From: Denys Vlasenko
Date: Fri Feb 09 2018 - 14:31:06 EST

On 02/09/2018 08:02 PM, Joerg Roedel wrote:
On Fri, Feb 09, 2018 at 09:05:02AM -0800, Linus Torvalds wrote:
On Fri, Feb 9, 2018 at 1:25 AM, Joerg Roedel <joro@xxxxxxxxxx> wrote:
+ /* Copy over the stack-frame */
+ cld
+ rep movsb

Ugh. This is going to be horrendous. Maybe not noticeable on modern
CPU's, but the whole 32-bit code is kind of pointless on a modern CPU.

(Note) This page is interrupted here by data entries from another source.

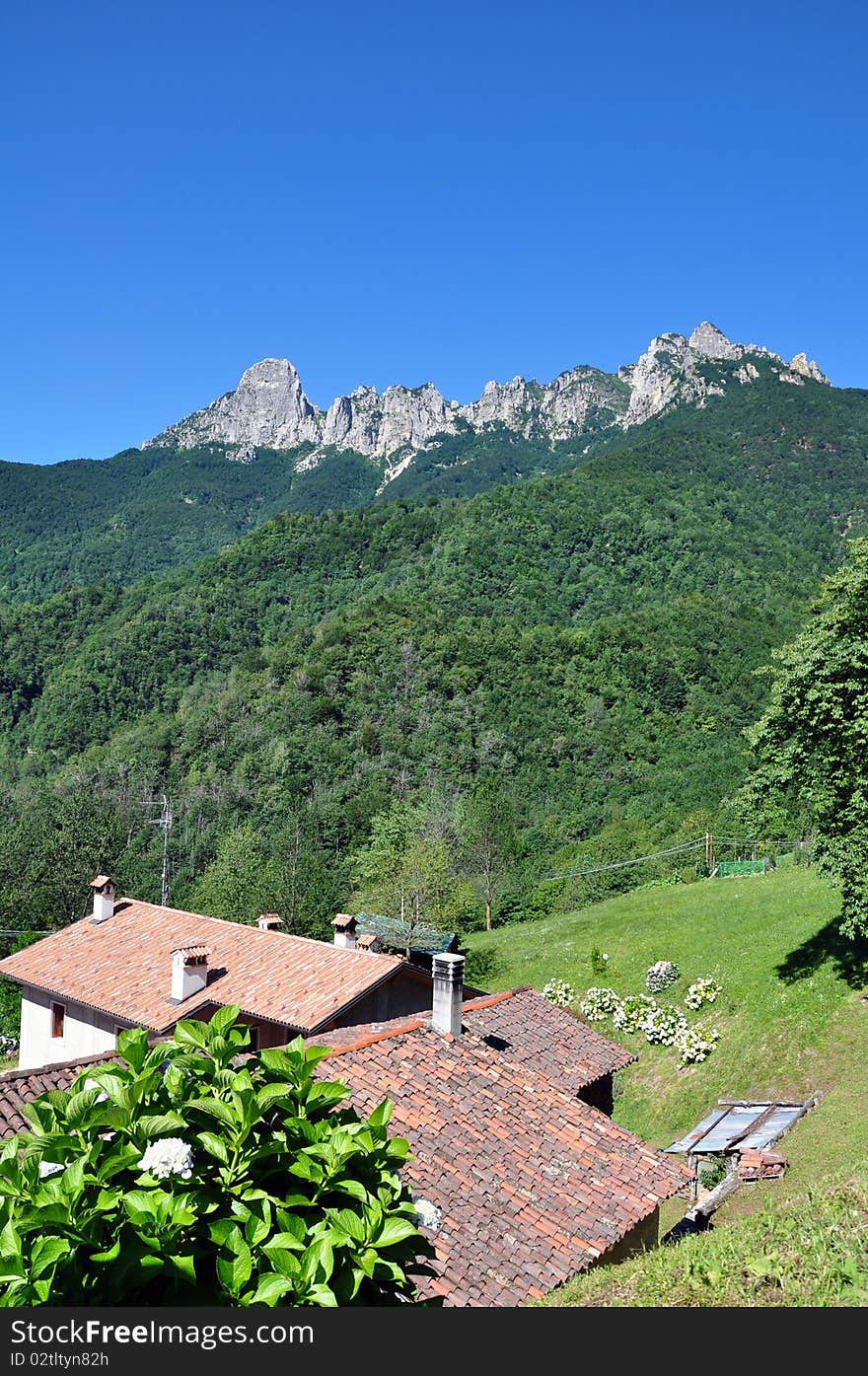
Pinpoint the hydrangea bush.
[642,1006,687,1046]
[579,988,620,1022]
[645,961,681,993]
[674,1024,719,1065]
[613,993,658,1035]
[0,1009,437,1307]
[684,979,722,1010]
[542,979,575,1009]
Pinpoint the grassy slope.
[538,1166,868,1309]
[468,867,868,1304]
[468,868,868,1164]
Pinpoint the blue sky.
[0,0,868,463]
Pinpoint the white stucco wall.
[18,985,124,1070]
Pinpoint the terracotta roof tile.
[0,990,690,1307]
[0,1052,115,1138]
[0,899,404,1032]
[309,1007,689,1306]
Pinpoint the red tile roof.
[0,899,405,1032]
[320,985,637,1094]
[314,990,689,1306]
[0,984,690,1306]
[0,1051,115,1139]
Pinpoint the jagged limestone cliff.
[146,321,829,462]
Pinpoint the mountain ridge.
[142,321,829,459]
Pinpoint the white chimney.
[331,912,358,951]
[171,945,210,1003]
[431,954,464,1036]
[91,874,115,922]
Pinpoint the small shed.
[356,912,458,972]
[665,1098,816,1197]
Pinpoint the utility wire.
[541,836,705,884]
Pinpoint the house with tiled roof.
[313,955,689,1307]
[0,955,690,1307]
[0,875,431,1069]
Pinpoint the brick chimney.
[255,912,283,931]
[170,945,210,1003]
[91,874,117,922]
[431,954,464,1036]
[331,912,359,951]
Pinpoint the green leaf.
[31,1237,70,1279]
[117,1028,147,1070]
[374,1218,419,1247]
[367,1100,394,1127]
[66,1088,101,1128]
[276,1199,310,1243]
[184,1100,238,1127]
[175,1018,208,1049]
[170,1255,195,1285]
[135,1112,187,1142]
[262,1247,301,1281]
[262,1233,304,1257]
[328,1208,367,1243]
[217,1243,253,1295]
[210,1003,241,1036]
[195,1132,230,1166]
[251,1272,294,1306]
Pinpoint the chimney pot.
[91,874,117,922]
[331,912,359,951]
[431,952,464,1036]
[171,945,210,1003]
[255,912,283,931]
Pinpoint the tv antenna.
[154,793,174,908]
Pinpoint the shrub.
[542,979,575,1009]
[579,988,620,1022]
[613,993,658,1034]
[642,1006,687,1046]
[684,979,722,1010]
[674,1025,721,1065]
[590,947,610,975]
[645,961,681,993]
[0,1009,433,1307]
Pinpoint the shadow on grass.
[776,917,868,989]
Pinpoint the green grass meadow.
[468,865,868,1306]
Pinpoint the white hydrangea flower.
[684,979,722,1009]
[542,979,575,1009]
[139,1136,192,1181]
[412,1198,443,1233]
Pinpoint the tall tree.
[355,802,456,955]
[189,822,281,923]
[743,540,868,937]
[463,781,517,931]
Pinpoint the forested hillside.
[0,383,868,930]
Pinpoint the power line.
[541,833,809,884]
[541,836,705,884]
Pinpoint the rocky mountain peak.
[687,321,740,359]
[146,321,829,462]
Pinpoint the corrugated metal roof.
[356,912,456,955]
[666,1100,808,1154]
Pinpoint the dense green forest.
[0,381,868,974]
[0,425,611,602]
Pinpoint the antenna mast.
[157,793,172,908]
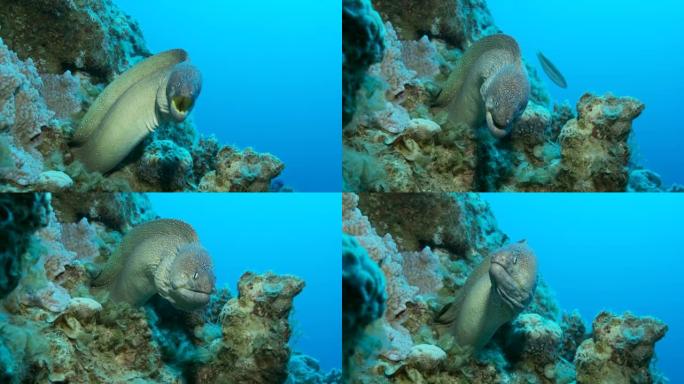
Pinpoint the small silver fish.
[537,52,568,88]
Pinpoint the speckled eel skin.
[435,241,537,351]
[437,34,530,138]
[72,49,202,174]
[93,219,215,311]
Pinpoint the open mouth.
[171,96,192,113]
[487,111,508,139]
[178,288,211,302]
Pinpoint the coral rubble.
[343,0,663,192]
[342,193,667,384]
[0,194,341,384]
[0,0,284,192]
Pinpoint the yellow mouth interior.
[172,96,192,113]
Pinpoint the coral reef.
[343,0,664,192]
[342,234,387,366]
[0,0,149,81]
[558,94,644,192]
[0,0,284,192]
[0,194,341,384]
[342,193,667,384]
[342,0,384,125]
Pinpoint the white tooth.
[487,111,508,139]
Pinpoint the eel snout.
[166,62,202,122]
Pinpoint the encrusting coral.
[0,194,341,384]
[342,193,667,384]
[343,0,664,192]
[342,234,387,372]
[92,219,216,311]
[342,0,384,124]
[0,0,284,192]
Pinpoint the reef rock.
[0,0,283,192]
[285,353,342,384]
[575,312,668,384]
[0,194,332,384]
[0,194,50,299]
[196,273,304,384]
[342,235,387,366]
[137,140,193,191]
[342,0,384,125]
[0,0,149,82]
[343,0,654,192]
[0,38,54,191]
[559,94,644,192]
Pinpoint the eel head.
[482,65,530,138]
[165,62,202,122]
[489,240,537,313]
[167,243,216,311]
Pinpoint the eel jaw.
[487,111,508,139]
[489,261,529,312]
[169,287,211,311]
[170,96,194,123]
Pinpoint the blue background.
[483,193,684,383]
[487,0,684,185]
[149,193,342,370]
[115,0,342,192]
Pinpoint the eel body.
[436,34,530,138]
[92,219,215,311]
[72,49,201,174]
[435,242,537,351]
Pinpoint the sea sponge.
[0,194,50,298]
[0,0,149,82]
[136,140,193,191]
[575,311,668,384]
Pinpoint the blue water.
[150,193,342,370]
[115,0,342,191]
[483,193,684,383]
[487,0,684,185]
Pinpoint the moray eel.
[537,52,568,88]
[436,34,530,138]
[72,49,202,174]
[92,219,215,311]
[435,240,537,351]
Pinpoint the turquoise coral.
[342,234,387,366]
[342,0,384,125]
[93,219,215,311]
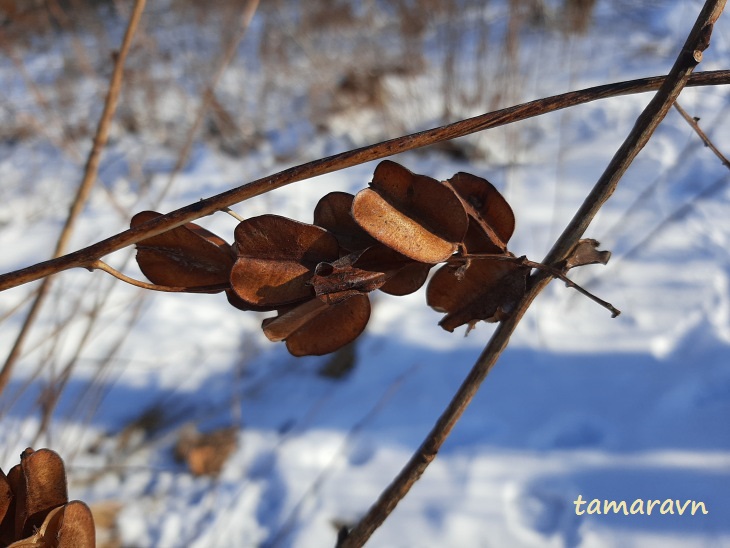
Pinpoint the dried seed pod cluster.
[132,160,608,356]
[0,448,96,548]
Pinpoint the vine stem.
[0,0,147,393]
[85,259,231,293]
[456,253,621,318]
[0,70,730,291]
[337,0,725,548]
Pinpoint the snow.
[0,1,730,548]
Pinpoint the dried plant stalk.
[0,0,147,393]
[0,70,730,291]
[337,0,725,548]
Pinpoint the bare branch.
[0,0,147,393]
[337,0,725,548]
[0,71,730,291]
[674,102,730,169]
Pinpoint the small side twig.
[0,0,147,393]
[456,253,621,318]
[86,259,230,293]
[337,0,725,548]
[674,102,730,169]
[0,70,730,291]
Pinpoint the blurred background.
[0,0,730,547]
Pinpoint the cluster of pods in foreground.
[131,160,552,356]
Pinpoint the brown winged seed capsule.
[231,215,339,308]
[445,172,515,253]
[352,160,468,264]
[130,211,235,293]
[426,173,530,331]
[0,448,96,548]
[314,192,377,252]
[262,295,370,356]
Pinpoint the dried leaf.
[262,295,370,356]
[352,160,468,264]
[426,259,530,332]
[446,172,515,253]
[565,238,611,270]
[231,215,339,308]
[175,425,238,476]
[130,211,235,293]
[314,192,377,252]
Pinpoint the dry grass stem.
[0,0,146,393]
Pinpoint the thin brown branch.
[456,253,621,318]
[337,0,725,548]
[0,0,146,393]
[0,71,730,291]
[674,102,730,169]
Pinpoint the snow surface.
[0,1,730,547]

At least use "rep movsl". If the kernel stack isn't 4-byte aligned,
you have issues.

Okay, I used movsb because I remembered that being the recommendation
for the most efficient memcpy, and it safes me an instruction. But that
is probably only true on modern CPUs.

It's fast (copies data with full-width loads and stores,
up to 64-byte wide on latest Intel CPUs), but this kicks in only for
largish blocks. In your case, you are copying less than 100 bytes.